Four episodes from the series were broadcast in the US on PBS as part of their Masterpiece Theatre series. They were Mona, L'Elegance, A Bit of Singing and Dancing, and Letting the Birds Go Free.

==Episodes==

| No. | Title | Directed by | Story/Screenplay | Original release date |
| 1 | "A Dedicated Man" | Robert Knights | Elizabeth Taylor (short story)/Hugh Whitemore (screenplay) | 25 July 1982 |
A waitress agrees to pose as the wife of a fellow waiter in order for him to obtain a better position. As his past emerges, things go downhill. Starring Joan Plowright, Alec McCowen, Peter Martin, Aimée Delamain and Graham Rigby.
| 2 | "Mona" | Robert Knights | Francis King (short story)/Thomas Ellice (screenplay) | 1 August 1982 |
Set after the First World War, a young girl takes care of an ex-soldier suffering from the effects of being gassed. No one around her approves of her involvement. Starring Frank Finlay and Deborah Stokes.
| 3 | "L’Elegance" | Jack Gold | Rumer Godden (short story)/Lee Langley (screenplay) | 8 August 1982 |
Using her favorite fashion magazine as a guide, a lonely shop woman takes luxury vacations in France in her attempt to pass as a wealthy woman. Starring Geraldine McEwan, Brigitte Kahn, Thomasine Heiner, Lawrence Davidson, André Maranne, Claude Le Saché and Neville Barber.
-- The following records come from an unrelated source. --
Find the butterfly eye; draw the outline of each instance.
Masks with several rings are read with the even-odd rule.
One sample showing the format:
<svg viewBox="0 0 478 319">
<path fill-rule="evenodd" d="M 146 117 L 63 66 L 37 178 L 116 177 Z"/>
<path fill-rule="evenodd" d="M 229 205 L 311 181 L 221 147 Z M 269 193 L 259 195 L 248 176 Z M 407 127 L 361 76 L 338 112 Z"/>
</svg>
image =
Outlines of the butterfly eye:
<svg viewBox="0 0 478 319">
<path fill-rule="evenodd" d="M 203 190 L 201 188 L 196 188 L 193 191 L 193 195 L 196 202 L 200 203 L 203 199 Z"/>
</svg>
| 4 | "Combat" | Brian Mills | Thomas Ellice (screenplay) | 15 August 1982 |
A persistent and opinionated mother attempts to find a wife for her son whom she fails to recognize is a homosexual. Starring Joyce Redman, Rupert Frazer and Nigel Havers. Released as TV Movie A Different Kind of Love on 28 February 1985 in the USA.
| 5 | "A Bit of Singing and Dancing" | Robert Knights | Susan Hill (short story)/Hugh Whitemore (screenplay) | 22 August 1982 |
When her mother dies, spinster Esme Fanshow takes in the seemingly proper Mr. Curry as a boarder. Her mother's ghost warns her to mistrust the rather mysterious gentleman.
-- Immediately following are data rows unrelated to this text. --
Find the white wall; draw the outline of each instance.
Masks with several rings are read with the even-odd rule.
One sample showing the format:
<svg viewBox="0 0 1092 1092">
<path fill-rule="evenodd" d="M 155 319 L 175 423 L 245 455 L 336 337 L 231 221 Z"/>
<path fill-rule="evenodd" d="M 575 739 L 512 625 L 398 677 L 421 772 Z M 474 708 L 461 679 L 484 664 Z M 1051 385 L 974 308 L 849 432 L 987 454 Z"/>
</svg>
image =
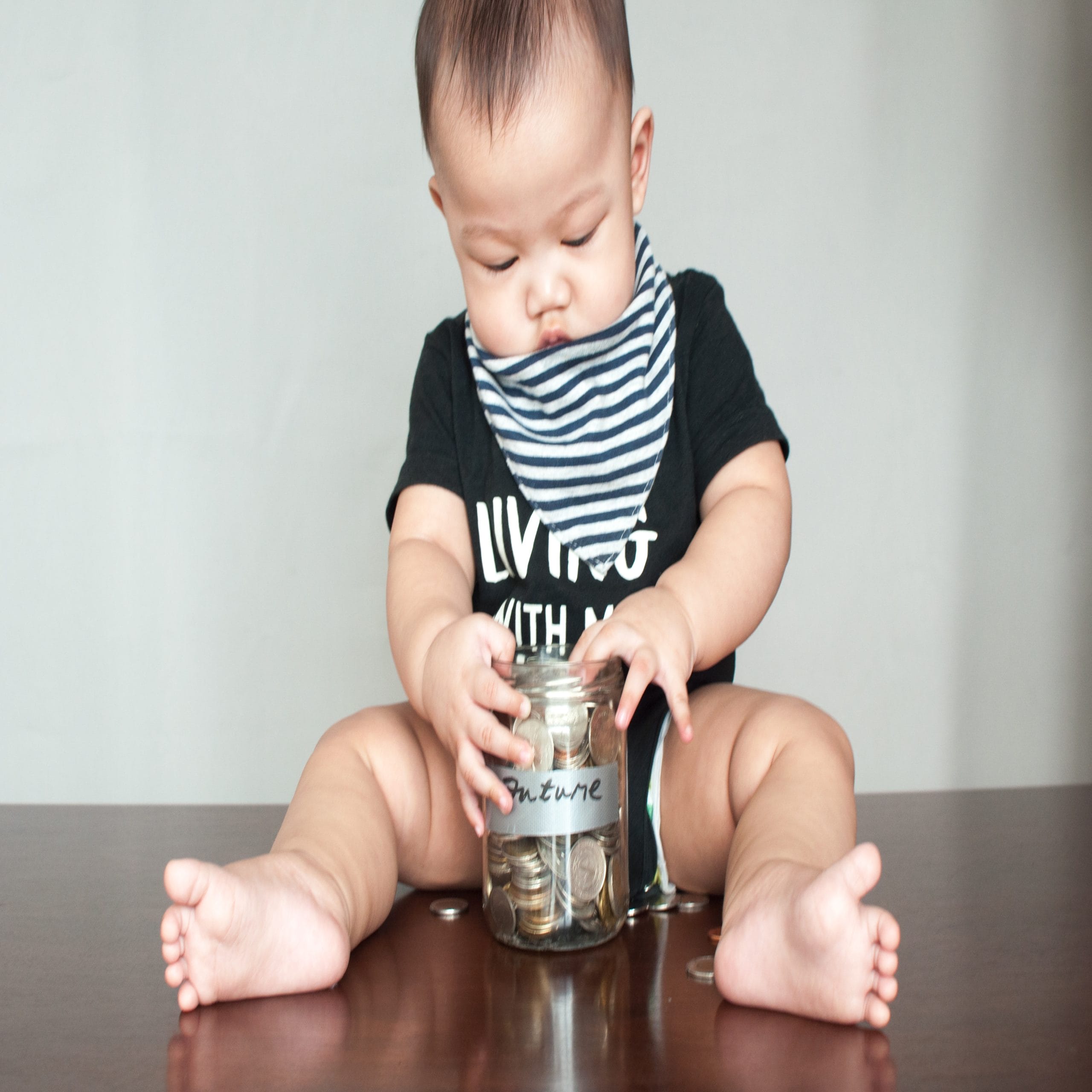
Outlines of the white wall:
<svg viewBox="0 0 1092 1092">
<path fill-rule="evenodd" d="M 285 800 L 394 700 L 416 3 L 0 0 L 0 799 Z M 1092 780 L 1092 13 L 629 4 L 643 218 L 793 443 L 740 681 L 865 791 Z"/>
</svg>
| 6 | "Lovers of Their Time" | Unknown | William Trevor (short story)/Hugh Whitemore (screenplay) | 29 August 1982 |
An unhappily married man begins an affair with a young shopgirl. The realities of the situation finally come to bear. Starring Edward Petherbridge, Cheryl Prime, Lynn Farleigh and Rhoda Lewis.
| 7 | "Down at the Hydro" | John Irvin | William Samsom (short story)/Hugh Whitemore (screenplay) | 4 September 1983 |
Looking for rest and exercise, Colonel Hunt enters a health spa. There he meets Mrs. Mackay. Starring Jean Simmons and Ian Carmichael.
| 8 | "Miss A. and Miss M." | Robert Knights | Elizabeth Taylor (short story)/Stephen Wakelam (screenplay) | 11 September 1983 |
While staying in a guesthouse with her mother, a young girl becomes taken with Miss Alliott who shares a nearby cottage with Miss Martin.
| 9 | "Mrs. Silly" | James Cellan Jones | William Trevor (short story)/Bob Larbey (screenplay) | 18 September 1983 |
A young boy sees his divorced mother as embarrassing while she seeks his affections. At the same time he sees his father in a stable relationship. Starring Maggie Smith, Michael Culver, James Villiers, Jo Kendall and Cyril Luckham.
| 10 | "Letting the Birds Go Free" | Moira Armstrong | Philip Oakes (short story)/Stephen Wakelam (screenplay) | 25 September 1983 |
A homeless young man is caught stealing eggs at a local farm. The father puts him to work where he meets his daughter.
| 11 | "Fireworks for Elspeth" | Alvin Rakoff | Rumer Godden (short story)/Lee Langley (screenplay) | 2 October 1983 |
A young woman prepares to enter a convent while contending with her merciless mother.
| 12 | "To the Camp and Back" | John Glenister, Moira Armstrong (uncredited) | Francis King (short story)/Stephen Wakelam (screenplay) | 9 October 1983 |
A young widow meets a German soldier from a nearby prisoner of war camp. She is conflicted as her late husband was killed in the war. Starring Phoebe Nicholls.

==Reception==
John O'Connor of The New York Times reviewed the first episode, “A Dedicated Man” called the production "exquisite” and “turns out to be a quietly unsettling slice of British life. It provides a very impressive debut for the series.”.